The Iranian-Japanese right-handed pitcher has been one of the best pitchers in baseball since he came to the Major Leagues in 2012. So, on Friday night, my wife and I were having dinner at a local establishment, sitting at the bar, and in the background I heard that Darvish had a perfect game going through 7 innings. Surprise!

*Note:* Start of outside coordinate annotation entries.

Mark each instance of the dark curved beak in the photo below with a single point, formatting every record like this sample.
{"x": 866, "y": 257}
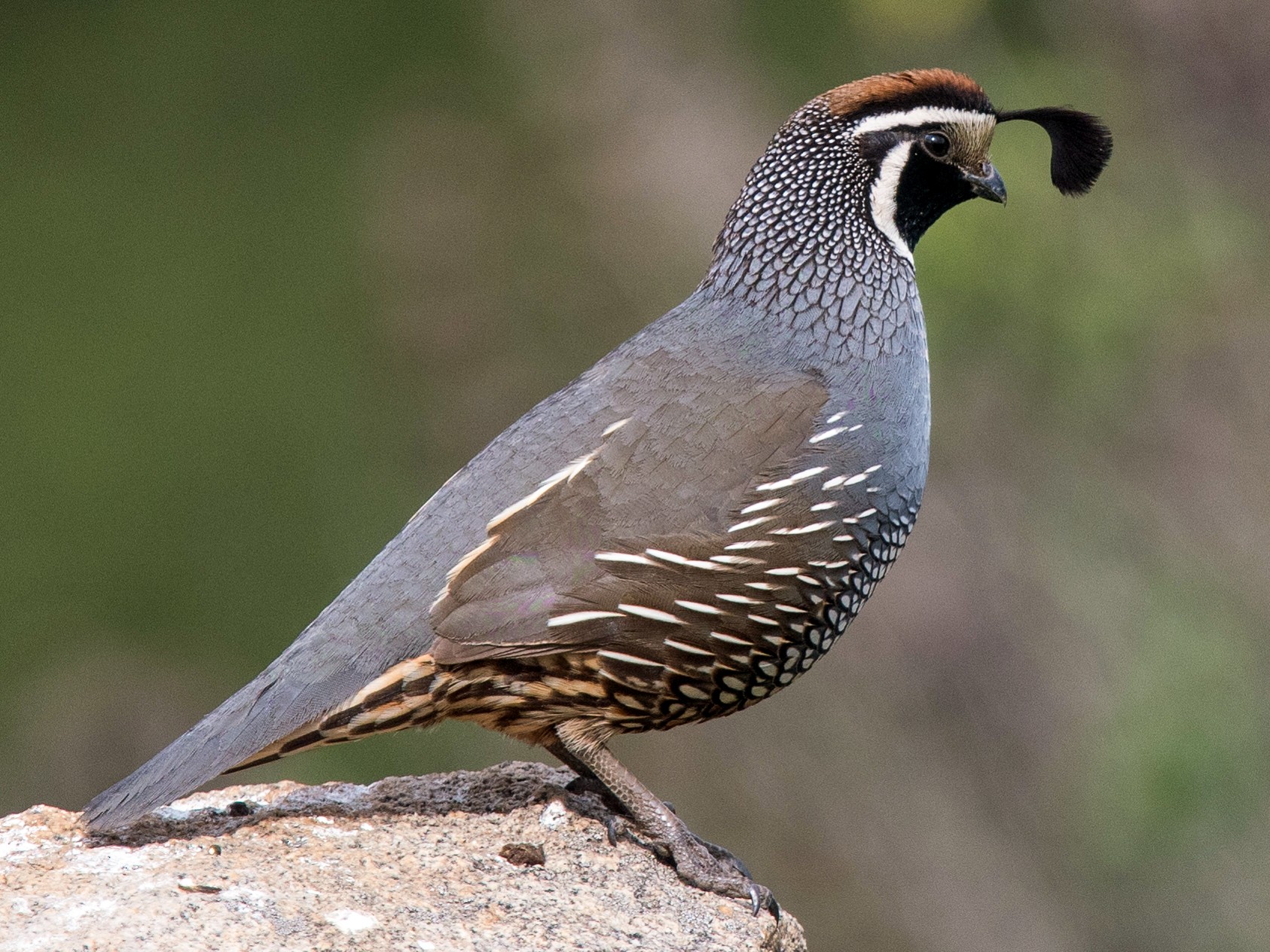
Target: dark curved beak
{"x": 988, "y": 185}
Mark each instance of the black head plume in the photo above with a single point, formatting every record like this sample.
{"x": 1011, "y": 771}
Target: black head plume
{"x": 1079, "y": 145}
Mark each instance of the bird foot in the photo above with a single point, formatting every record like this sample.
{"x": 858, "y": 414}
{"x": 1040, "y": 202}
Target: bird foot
{"x": 700, "y": 863}
{"x": 716, "y": 870}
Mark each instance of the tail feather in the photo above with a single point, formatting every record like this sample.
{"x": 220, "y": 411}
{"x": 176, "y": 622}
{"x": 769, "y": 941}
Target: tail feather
{"x": 230, "y": 738}
{"x": 396, "y": 700}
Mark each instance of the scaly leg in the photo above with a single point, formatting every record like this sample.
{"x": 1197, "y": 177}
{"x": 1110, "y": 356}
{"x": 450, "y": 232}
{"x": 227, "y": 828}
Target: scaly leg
{"x": 699, "y": 863}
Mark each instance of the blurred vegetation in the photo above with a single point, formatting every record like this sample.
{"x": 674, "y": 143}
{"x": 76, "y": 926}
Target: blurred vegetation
{"x": 272, "y": 272}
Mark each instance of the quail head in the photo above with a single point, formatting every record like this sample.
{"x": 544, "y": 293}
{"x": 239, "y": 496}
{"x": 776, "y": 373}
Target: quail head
{"x": 690, "y": 524}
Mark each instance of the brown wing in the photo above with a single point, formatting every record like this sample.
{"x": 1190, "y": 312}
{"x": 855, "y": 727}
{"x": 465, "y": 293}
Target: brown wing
{"x": 657, "y": 494}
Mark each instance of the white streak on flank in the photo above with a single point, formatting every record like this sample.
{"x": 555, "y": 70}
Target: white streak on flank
{"x": 679, "y": 560}
{"x": 685, "y": 646}
{"x": 624, "y": 557}
{"x": 614, "y": 427}
{"x": 881, "y": 196}
{"x": 629, "y": 659}
{"x": 792, "y": 480}
{"x": 922, "y": 116}
{"x": 546, "y": 487}
{"x": 801, "y": 529}
{"x": 751, "y": 523}
{"x": 826, "y": 435}
{"x": 468, "y": 560}
{"x": 696, "y": 607}
{"x": 653, "y": 615}
{"x": 736, "y": 560}
{"x": 574, "y": 617}
{"x": 761, "y": 620}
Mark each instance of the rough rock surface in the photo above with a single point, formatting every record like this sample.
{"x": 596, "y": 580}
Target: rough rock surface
{"x": 447, "y": 862}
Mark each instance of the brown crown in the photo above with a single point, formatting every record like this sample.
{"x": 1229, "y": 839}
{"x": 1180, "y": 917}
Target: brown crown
{"x": 892, "y": 92}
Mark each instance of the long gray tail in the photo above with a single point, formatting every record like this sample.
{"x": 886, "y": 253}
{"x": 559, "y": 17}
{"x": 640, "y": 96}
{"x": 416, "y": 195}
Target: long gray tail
{"x": 374, "y": 625}
{"x": 250, "y": 720}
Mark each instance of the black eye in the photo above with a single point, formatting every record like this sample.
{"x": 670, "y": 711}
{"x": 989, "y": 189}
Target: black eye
{"x": 936, "y": 144}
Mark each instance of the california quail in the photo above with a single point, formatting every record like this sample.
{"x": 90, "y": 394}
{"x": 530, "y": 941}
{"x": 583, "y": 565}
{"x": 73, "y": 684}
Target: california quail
{"x": 691, "y": 523}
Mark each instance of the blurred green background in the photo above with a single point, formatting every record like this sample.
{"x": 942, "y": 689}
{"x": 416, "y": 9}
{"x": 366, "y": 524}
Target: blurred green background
{"x": 272, "y": 272}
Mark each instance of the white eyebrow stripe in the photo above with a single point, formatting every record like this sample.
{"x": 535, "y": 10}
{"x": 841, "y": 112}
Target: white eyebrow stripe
{"x": 921, "y": 116}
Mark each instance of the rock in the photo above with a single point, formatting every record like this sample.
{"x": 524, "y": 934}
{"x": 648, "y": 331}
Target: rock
{"x": 446, "y": 862}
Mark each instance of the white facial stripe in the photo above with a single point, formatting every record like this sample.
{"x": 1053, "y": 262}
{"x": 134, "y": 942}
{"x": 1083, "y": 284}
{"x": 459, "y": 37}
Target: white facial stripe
{"x": 881, "y": 197}
{"x": 921, "y": 116}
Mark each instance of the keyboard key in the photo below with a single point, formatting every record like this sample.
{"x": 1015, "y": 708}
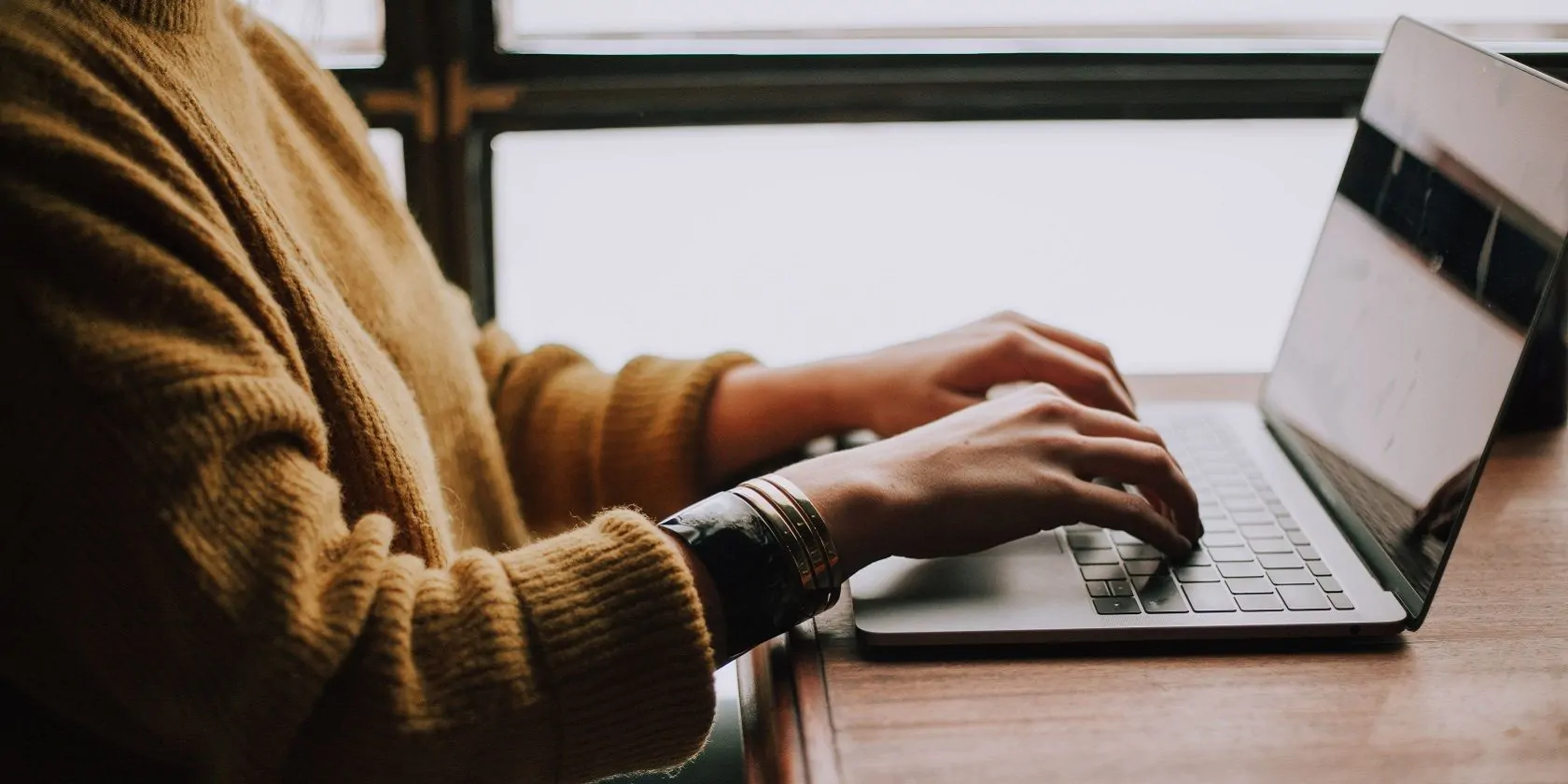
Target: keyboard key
{"x": 1259, "y": 602}
{"x": 1088, "y": 541}
{"x": 1141, "y": 567}
{"x": 1117, "y": 606}
{"x": 1229, "y": 553}
{"x": 1293, "y": 578}
{"x": 1161, "y": 595}
{"x": 1210, "y": 597}
{"x": 1095, "y": 557}
{"x": 1264, "y": 548}
{"x": 1134, "y": 553}
{"x": 1222, "y": 539}
{"x": 1250, "y": 585}
{"x": 1280, "y": 560}
{"x": 1102, "y": 573}
{"x": 1197, "y": 574}
{"x": 1240, "y": 569}
{"x": 1302, "y": 597}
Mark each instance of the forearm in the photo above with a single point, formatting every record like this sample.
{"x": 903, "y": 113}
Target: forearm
{"x": 763, "y": 412}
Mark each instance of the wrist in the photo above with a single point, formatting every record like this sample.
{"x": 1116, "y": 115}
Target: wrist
{"x": 852, "y": 502}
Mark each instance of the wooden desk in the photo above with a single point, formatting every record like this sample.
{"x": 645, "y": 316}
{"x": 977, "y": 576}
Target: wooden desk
{"x": 1477, "y": 695}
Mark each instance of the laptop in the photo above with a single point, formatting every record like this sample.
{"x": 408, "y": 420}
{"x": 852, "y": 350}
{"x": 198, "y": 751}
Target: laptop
{"x": 1330, "y": 505}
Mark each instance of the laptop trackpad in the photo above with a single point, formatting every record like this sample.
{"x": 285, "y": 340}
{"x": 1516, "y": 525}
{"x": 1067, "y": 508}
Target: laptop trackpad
{"x": 1028, "y": 578}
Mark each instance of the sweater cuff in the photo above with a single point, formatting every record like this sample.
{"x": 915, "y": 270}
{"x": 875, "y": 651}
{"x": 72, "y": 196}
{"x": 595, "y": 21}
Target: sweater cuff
{"x": 620, "y": 631}
{"x": 656, "y": 428}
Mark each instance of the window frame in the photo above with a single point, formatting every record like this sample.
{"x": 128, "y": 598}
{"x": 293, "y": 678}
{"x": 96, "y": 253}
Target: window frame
{"x": 482, "y": 90}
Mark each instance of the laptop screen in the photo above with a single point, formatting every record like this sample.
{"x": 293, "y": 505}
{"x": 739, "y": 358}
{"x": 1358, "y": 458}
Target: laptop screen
{"x": 1435, "y": 258}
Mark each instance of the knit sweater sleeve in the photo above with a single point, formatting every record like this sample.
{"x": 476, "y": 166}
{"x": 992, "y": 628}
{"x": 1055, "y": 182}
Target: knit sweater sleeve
{"x": 581, "y": 440}
{"x": 181, "y": 578}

Then out of nowhere, my wife tells me that I got a small envelope in the mail at my mother-in-law’s house and she pulled it out of her purse. It’s the Darvish return envelope! (Worth noting that my wife has no idea who the envelope is from, other than “Y.D.,” the initials that I placed on the envelope
I rip it open at the bar (kinda funny to watch me do this I bet) and instantly see that my 2012 Topps Darvish rookie card is within the envelope, but is unsigned. Behind the Topps card is an over-sized card often given away by clubs, and it’s signed … digitally.
Waste of time.
Whatever term or phrase you want to describe this situation I suppose could be justified. But what you cannot say is that Darvish is a bad guy for not signing. There are lots of players — let alone mega superstars — who simply do not signed through the mail and their requests simply go un-returned.
So while I did not get a real Darvish autograph in this attempt, it was still a cool story, given the circumstances. And I do appreciate the return.
On a side note, a day later I received this TTM return, I did receive a real Darvish autograph, one that I purchased on eBay a week earlier. It’s the pictured 2012 Topps Chrome Rookie Autographs, graded BGS 9.